MapReduce Interview Questions and Answers for 2017

Last Update made on January 11, 2017.

Hadoop MapReduce  Interview Questions and Answers 2017 Hadoop job interview is a tough road to cross with many pitfalls, that can make good opportunities fall off the edge. One, often over-looked part of Hadoop job interview is - thorough preparation. So, here’s how DeZyre helps you get ready for your interview for a Hadoop developer job role.This blog contains commonly asked hadoop mapreduce interview questions and answers that will help you ace your next hadoop job interview.

Without much ado, let’s charge you for your next hadoop job interview with commonly asked Hadoop MapReduce Interview Questions and Answers-

Hadoop MapReduce Interview Questions and Answers for 2017

1) Compare RDBMS with Hadoop MapReduce.

RDBMS vs Hadoop MapReduce

Feature

RDBMS 

MapReduce

Size of Data Traditional RDBMS can handle upto gigabytes of data. Hadoop MapReduce can hadnle upto petabytes of data or more.
Updates Read and Write multiple times. Read many times but write once model.
Schema Static Schema that needs to be pre-defined. Has a dynamic schema
Processing Model Supports both batch and interactive processing. Supports only batch processing.
Scalability Non-Linear Linear


What do you understand by chain Mapper and chain Reducer?

2) Explain about the basic parameters of mapper and reducer function.

Mapper Function Parameters

The basic parameters of a mapper function are LongWritable, text, text and IntWritable.

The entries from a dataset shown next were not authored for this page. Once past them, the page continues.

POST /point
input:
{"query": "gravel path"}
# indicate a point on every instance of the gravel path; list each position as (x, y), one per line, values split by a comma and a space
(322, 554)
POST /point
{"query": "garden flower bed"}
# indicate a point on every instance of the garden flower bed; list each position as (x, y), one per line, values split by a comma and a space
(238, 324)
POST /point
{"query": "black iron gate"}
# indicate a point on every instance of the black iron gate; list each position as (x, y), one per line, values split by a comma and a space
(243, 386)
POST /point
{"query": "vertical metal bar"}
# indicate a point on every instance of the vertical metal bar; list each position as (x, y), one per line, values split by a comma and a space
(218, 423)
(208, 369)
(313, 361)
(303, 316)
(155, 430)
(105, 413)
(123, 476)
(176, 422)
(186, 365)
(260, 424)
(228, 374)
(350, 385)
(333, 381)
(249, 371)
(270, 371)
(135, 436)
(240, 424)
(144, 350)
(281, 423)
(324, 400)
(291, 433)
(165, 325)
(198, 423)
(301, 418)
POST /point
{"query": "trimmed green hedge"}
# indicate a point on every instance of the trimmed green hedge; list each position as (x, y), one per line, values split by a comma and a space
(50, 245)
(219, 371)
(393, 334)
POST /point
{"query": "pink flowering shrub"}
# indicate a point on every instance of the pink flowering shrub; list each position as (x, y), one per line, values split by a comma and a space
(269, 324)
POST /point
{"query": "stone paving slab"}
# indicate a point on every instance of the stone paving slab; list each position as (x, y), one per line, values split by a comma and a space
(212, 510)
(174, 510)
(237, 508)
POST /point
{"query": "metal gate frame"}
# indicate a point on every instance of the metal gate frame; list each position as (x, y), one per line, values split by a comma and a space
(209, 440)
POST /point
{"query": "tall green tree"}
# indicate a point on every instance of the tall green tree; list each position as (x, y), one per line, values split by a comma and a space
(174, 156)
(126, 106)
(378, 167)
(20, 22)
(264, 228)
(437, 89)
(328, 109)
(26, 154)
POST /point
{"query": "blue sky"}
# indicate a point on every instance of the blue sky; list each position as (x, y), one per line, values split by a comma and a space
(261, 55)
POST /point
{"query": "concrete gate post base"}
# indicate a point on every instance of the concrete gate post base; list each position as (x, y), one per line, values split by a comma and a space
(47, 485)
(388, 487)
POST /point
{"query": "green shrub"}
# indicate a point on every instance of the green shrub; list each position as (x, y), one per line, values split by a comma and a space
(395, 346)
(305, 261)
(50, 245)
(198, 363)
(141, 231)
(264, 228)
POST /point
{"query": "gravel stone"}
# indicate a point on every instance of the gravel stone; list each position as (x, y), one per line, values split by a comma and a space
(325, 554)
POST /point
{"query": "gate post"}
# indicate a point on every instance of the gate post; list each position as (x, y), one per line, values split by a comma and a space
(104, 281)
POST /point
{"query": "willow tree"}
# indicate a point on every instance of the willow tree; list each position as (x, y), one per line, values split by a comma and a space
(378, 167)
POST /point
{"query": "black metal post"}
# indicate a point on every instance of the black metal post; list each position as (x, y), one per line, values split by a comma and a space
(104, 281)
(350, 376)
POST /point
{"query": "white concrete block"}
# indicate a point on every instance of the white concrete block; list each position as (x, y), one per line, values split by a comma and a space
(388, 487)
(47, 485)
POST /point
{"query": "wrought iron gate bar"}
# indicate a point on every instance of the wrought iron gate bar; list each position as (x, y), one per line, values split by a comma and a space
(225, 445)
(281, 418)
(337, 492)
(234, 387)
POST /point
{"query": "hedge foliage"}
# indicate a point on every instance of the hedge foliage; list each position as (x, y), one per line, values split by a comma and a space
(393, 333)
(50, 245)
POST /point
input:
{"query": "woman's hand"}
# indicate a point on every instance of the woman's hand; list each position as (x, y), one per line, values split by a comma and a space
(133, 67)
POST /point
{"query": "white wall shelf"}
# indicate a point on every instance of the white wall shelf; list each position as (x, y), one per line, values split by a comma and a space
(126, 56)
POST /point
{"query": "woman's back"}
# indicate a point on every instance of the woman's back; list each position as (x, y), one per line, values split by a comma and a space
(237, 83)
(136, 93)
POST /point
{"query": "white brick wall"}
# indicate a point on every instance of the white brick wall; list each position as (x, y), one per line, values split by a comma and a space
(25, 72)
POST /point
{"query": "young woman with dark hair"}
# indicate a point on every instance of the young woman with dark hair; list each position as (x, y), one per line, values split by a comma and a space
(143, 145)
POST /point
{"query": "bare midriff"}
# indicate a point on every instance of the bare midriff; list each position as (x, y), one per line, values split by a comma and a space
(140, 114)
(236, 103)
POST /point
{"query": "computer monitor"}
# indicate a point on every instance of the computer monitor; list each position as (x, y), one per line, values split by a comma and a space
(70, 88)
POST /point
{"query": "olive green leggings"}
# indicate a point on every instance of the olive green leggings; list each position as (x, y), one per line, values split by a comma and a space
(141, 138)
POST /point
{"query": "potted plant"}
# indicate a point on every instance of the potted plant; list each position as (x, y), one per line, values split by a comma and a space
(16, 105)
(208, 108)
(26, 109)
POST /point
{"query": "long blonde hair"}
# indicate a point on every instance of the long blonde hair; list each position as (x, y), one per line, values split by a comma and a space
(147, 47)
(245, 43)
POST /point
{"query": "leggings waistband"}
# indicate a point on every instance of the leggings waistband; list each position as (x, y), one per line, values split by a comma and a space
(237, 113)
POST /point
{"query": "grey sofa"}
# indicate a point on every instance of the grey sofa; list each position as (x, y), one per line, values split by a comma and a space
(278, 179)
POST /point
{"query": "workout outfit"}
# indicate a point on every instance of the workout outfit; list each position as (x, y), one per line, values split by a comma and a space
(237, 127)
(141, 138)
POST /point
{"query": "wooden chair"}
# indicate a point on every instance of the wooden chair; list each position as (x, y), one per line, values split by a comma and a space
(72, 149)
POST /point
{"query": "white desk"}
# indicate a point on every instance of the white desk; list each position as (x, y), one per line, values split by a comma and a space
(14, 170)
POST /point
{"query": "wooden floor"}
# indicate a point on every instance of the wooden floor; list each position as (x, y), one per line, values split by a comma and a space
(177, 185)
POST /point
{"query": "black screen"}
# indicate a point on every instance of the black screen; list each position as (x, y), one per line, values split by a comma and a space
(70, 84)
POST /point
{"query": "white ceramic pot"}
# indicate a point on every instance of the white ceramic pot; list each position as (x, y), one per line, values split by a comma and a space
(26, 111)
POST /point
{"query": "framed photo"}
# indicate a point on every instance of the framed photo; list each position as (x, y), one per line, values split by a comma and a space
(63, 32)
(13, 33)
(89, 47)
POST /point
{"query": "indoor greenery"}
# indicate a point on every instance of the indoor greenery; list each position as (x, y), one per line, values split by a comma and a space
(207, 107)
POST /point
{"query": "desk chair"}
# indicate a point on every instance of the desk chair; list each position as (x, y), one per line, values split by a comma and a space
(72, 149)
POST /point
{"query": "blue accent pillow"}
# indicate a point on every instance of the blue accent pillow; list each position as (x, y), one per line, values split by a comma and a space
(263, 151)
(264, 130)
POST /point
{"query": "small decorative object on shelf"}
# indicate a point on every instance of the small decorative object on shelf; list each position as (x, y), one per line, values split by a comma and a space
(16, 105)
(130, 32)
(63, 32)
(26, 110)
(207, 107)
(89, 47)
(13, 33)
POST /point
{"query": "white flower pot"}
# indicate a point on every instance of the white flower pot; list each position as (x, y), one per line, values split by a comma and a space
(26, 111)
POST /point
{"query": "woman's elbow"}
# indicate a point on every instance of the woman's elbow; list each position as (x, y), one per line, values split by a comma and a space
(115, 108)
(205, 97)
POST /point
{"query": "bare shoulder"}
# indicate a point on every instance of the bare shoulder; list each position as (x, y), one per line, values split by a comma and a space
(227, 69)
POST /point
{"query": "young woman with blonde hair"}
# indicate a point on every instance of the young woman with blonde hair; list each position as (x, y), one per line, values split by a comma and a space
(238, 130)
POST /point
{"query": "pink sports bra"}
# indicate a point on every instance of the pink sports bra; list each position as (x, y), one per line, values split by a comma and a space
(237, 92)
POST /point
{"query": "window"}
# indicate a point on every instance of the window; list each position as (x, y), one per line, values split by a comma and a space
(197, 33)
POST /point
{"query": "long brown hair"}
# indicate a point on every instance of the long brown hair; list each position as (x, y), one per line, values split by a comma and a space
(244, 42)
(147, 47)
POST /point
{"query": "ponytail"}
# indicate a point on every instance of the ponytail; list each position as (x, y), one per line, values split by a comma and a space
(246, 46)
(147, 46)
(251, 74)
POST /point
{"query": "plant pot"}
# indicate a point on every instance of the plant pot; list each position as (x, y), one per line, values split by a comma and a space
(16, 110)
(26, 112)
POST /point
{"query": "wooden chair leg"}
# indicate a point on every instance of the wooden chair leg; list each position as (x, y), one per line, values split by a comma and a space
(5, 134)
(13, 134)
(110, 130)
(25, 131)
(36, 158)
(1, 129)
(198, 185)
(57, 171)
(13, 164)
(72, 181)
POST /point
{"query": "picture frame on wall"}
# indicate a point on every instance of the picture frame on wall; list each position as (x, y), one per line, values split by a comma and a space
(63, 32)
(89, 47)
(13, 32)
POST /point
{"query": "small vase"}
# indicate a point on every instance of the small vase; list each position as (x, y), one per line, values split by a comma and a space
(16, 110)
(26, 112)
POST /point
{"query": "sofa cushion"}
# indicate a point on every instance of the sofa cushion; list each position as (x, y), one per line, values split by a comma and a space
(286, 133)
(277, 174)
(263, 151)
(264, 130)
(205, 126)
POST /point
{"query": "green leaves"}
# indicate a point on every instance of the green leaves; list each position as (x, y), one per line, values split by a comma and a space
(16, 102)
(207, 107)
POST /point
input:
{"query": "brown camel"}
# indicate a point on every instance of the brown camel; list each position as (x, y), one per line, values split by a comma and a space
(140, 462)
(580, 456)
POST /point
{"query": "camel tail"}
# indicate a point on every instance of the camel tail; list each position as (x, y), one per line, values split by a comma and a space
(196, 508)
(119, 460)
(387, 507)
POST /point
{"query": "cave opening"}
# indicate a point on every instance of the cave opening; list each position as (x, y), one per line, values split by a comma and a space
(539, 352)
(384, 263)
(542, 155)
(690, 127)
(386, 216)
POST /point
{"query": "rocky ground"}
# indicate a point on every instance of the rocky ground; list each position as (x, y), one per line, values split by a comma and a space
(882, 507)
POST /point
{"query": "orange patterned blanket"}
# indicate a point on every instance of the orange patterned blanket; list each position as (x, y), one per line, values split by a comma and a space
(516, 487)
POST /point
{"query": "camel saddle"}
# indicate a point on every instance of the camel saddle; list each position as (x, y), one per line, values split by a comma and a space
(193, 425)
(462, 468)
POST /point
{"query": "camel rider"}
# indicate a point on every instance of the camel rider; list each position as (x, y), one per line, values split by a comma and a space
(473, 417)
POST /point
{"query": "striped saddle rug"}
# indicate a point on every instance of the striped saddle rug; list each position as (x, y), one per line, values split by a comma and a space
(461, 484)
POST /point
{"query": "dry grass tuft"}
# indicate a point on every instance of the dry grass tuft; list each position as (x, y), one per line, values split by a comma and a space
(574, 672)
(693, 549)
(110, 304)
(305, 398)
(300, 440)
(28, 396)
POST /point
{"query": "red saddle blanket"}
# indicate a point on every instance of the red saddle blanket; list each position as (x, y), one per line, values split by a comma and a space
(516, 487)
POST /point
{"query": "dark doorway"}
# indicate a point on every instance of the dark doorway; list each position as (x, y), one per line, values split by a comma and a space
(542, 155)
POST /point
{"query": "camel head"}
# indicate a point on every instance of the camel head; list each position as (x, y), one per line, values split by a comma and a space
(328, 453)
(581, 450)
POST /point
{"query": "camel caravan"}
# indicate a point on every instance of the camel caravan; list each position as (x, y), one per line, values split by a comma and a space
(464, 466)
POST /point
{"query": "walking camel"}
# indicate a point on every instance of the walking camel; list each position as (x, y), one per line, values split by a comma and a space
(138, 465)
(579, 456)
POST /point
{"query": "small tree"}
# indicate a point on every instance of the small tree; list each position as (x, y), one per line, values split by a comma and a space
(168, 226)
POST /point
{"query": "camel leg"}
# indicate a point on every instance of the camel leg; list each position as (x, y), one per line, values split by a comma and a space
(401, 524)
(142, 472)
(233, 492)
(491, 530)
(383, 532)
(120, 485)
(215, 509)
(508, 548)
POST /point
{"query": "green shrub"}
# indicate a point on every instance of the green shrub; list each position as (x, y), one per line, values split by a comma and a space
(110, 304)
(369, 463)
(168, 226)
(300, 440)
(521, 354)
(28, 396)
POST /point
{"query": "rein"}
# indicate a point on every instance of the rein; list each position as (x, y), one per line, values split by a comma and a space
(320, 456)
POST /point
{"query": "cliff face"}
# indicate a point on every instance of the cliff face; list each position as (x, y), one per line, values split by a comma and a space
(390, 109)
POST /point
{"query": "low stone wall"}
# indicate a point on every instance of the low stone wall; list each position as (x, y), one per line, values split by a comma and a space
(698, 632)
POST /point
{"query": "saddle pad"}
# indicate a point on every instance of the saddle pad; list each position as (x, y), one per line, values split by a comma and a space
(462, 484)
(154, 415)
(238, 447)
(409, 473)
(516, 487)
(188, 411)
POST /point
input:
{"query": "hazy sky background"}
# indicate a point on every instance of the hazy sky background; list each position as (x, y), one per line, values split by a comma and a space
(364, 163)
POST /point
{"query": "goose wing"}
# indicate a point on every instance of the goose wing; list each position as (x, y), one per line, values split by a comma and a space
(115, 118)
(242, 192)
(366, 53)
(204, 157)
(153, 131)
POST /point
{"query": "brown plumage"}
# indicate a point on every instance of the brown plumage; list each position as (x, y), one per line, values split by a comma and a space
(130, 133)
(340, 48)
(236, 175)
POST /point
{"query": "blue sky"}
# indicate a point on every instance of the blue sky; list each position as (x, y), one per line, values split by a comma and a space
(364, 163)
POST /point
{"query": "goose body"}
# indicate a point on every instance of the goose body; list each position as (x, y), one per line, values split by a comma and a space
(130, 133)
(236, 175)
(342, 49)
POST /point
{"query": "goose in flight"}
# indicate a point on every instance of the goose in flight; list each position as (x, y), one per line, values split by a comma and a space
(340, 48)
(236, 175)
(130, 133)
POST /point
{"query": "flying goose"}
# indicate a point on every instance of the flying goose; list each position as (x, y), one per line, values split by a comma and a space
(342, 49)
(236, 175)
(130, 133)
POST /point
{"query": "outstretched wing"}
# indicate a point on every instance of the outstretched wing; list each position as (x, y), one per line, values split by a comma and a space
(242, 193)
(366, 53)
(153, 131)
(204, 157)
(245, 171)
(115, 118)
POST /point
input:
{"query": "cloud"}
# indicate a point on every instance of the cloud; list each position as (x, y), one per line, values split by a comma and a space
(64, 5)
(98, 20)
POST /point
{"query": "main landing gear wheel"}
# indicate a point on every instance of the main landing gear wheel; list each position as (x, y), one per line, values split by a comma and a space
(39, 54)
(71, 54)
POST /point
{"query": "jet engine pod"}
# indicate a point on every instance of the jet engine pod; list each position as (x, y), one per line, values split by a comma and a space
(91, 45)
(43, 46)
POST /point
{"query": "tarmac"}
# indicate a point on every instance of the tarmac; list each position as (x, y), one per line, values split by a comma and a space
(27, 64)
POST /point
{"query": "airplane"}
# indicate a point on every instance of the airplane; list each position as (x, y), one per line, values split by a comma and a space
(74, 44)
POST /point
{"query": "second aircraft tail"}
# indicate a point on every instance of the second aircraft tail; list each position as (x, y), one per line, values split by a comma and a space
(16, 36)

LongWritable, text- Input Parameters

Text, IntWritable- Intermediate Output Parameters

Here is a sample code on the usage of Mapper function with basic parameters –

public static class Map extends MapReduceBase implements Mapper {
private final static IntWritable one = new IntWritable (1); 
private Text word = new Text () ;}

Reducer Function Parameters

The basic parameters of a reducer function are text, IntWritable, text, IntWritable

First two parameters Text, IntWritable represent Intermediate Output Parameters

The next two parameters Text, IntWritable represent Final Output Parameters

Learn How to develop big data applications

3) How data is spilt in Hadoop?

The InputFormat used in the MapReduce job create the splits. The number of mappers are then decided based on the number of splits. Splits are not always created based on the HDFS block size. It all depends on the programming logic within the getSplits () method of InputFormat.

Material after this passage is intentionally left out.